Search code examples
pythonpandaspython-3.7pandas-loc

what is the pandas ix or iloc multiple condition syntax


Processing the government Office of Foreign Assets Controls (OFAC) list

https://www.treasury.gov/ofac/downloads/sdn.csv

The 2nd column (the number starting from 0) suggests if this row is an individual, business (-0-), airplane, or vessels information

If I want to keep the both the individual column equal to 'individual' and '-0-', what is the right syntax?
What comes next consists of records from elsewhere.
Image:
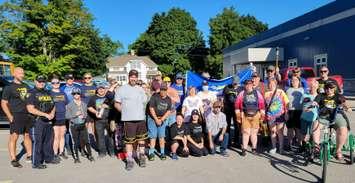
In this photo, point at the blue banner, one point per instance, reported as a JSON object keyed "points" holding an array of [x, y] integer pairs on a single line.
{"points": [[193, 79]]}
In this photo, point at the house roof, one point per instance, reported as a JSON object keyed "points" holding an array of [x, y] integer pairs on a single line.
{"points": [[121, 61]]}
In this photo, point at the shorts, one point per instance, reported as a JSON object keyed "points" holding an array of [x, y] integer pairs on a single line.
{"points": [[294, 117], [21, 124], [59, 122], [251, 122], [155, 131], [306, 127], [339, 120], [135, 131]]}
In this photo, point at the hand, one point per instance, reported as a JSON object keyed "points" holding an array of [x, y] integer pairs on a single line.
{"points": [[220, 138]]}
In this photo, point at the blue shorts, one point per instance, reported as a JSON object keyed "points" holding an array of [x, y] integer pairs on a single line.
{"points": [[154, 131]]}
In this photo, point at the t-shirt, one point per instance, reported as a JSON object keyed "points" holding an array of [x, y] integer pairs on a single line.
{"points": [[207, 101], [16, 95], [42, 101], [310, 112], [294, 95], [87, 91], [176, 131], [96, 102], [216, 122], [328, 104], [133, 100], [191, 103], [160, 105], [323, 82], [60, 100], [195, 131], [278, 104]]}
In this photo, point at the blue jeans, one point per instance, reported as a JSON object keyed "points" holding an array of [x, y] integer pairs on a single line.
{"points": [[155, 131], [223, 144]]}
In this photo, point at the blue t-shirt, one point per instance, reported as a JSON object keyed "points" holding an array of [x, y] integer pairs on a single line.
{"points": [[180, 89], [60, 100], [312, 114], [87, 92]]}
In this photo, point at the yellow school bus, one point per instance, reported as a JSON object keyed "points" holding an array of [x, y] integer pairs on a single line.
{"points": [[6, 68]]}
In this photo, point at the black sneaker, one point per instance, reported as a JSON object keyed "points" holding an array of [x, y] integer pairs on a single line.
{"points": [[28, 159], [142, 161], [129, 165], [16, 164], [40, 166], [63, 156], [151, 157]]}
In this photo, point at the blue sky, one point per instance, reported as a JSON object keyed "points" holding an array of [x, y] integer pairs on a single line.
{"points": [[125, 20]]}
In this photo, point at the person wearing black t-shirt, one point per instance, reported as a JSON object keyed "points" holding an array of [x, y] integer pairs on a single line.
{"points": [[195, 136], [13, 104], [99, 107], [41, 106], [178, 138]]}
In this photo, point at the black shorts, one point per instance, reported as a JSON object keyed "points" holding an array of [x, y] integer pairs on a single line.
{"points": [[135, 131], [21, 124], [294, 117], [59, 122]]}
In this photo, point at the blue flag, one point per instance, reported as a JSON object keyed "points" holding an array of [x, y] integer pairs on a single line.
{"points": [[217, 86]]}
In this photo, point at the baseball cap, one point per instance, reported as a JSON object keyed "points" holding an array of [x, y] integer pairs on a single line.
{"points": [[41, 78], [69, 76], [195, 112], [133, 72]]}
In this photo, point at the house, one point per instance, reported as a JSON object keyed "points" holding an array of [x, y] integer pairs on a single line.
{"points": [[118, 67], [324, 36]]}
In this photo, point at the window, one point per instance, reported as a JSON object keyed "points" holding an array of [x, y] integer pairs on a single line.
{"points": [[319, 61], [292, 63]]}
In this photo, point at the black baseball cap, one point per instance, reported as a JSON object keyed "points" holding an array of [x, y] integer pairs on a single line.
{"points": [[41, 78]]}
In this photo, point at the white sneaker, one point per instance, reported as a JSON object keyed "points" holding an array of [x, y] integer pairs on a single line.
{"points": [[272, 151]]}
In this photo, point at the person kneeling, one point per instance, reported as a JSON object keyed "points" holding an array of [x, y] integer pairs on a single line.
{"points": [[217, 127], [178, 138]]}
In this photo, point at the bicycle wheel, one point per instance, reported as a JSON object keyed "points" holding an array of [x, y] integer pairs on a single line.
{"points": [[324, 162]]}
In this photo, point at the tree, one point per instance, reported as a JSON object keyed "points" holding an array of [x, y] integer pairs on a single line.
{"points": [[53, 37], [172, 41], [226, 29]]}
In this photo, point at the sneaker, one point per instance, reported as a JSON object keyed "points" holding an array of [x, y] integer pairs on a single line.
{"points": [[129, 165], [63, 156], [151, 157], [90, 158], [272, 151], [28, 159], [163, 157], [142, 162], [174, 156], [40, 166], [224, 153], [77, 160], [16, 164], [244, 152]]}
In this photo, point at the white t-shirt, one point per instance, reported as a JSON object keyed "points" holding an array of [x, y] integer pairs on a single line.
{"points": [[191, 103]]}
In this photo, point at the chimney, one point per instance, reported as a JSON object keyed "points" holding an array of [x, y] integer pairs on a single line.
{"points": [[133, 53]]}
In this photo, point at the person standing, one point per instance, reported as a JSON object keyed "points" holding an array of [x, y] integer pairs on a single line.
{"points": [[60, 101], [131, 99], [41, 106], [13, 104]]}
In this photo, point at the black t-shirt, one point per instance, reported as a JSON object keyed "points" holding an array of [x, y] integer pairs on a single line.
{"points": [[195, 131], [16, 95], [160, 105], [176, 131], [327, 105], [42, 100], [96, 102], [322, 83]]}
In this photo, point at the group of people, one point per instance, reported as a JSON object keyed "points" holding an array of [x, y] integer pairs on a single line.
{"points": [[131, 118]]}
The following codes only work for the individual column equal to 'individual'

name_orig = pd.read_csv('http://www.treasury.gov/ofac/downloads/sdn.csv', sep=',', header=None)

name_orig.rename(columns={0: 'id', 1: 'names', 2: 'individual', 11: 'sdn_info'}, inplace=True)

names = name_orig.ix[name_orig.individual == 'individual', ['id', 'names', 'individual', 'sdn_info']]

This doesn't seem to work

names = name_orig.ix[name_orig.individual == 'individual' | name_orig.individual == '-0-' , ['id', 'names', 'individual', 'sdn_info']]

Solution

  • Apparently if you run

    name_orig.individual.unique()
    

    Output:

    array(['-0- ', 'individual', 'vessel', 'aircraft', nan], dtype=object)
    

    The -0- has an extra space. I think this will work:

    names = name_orig.ix[((name_orig.individual == 'individual') | (name_orig.individual == '-0- ')), ['id', 'names', 'individual', 'sdn_info']]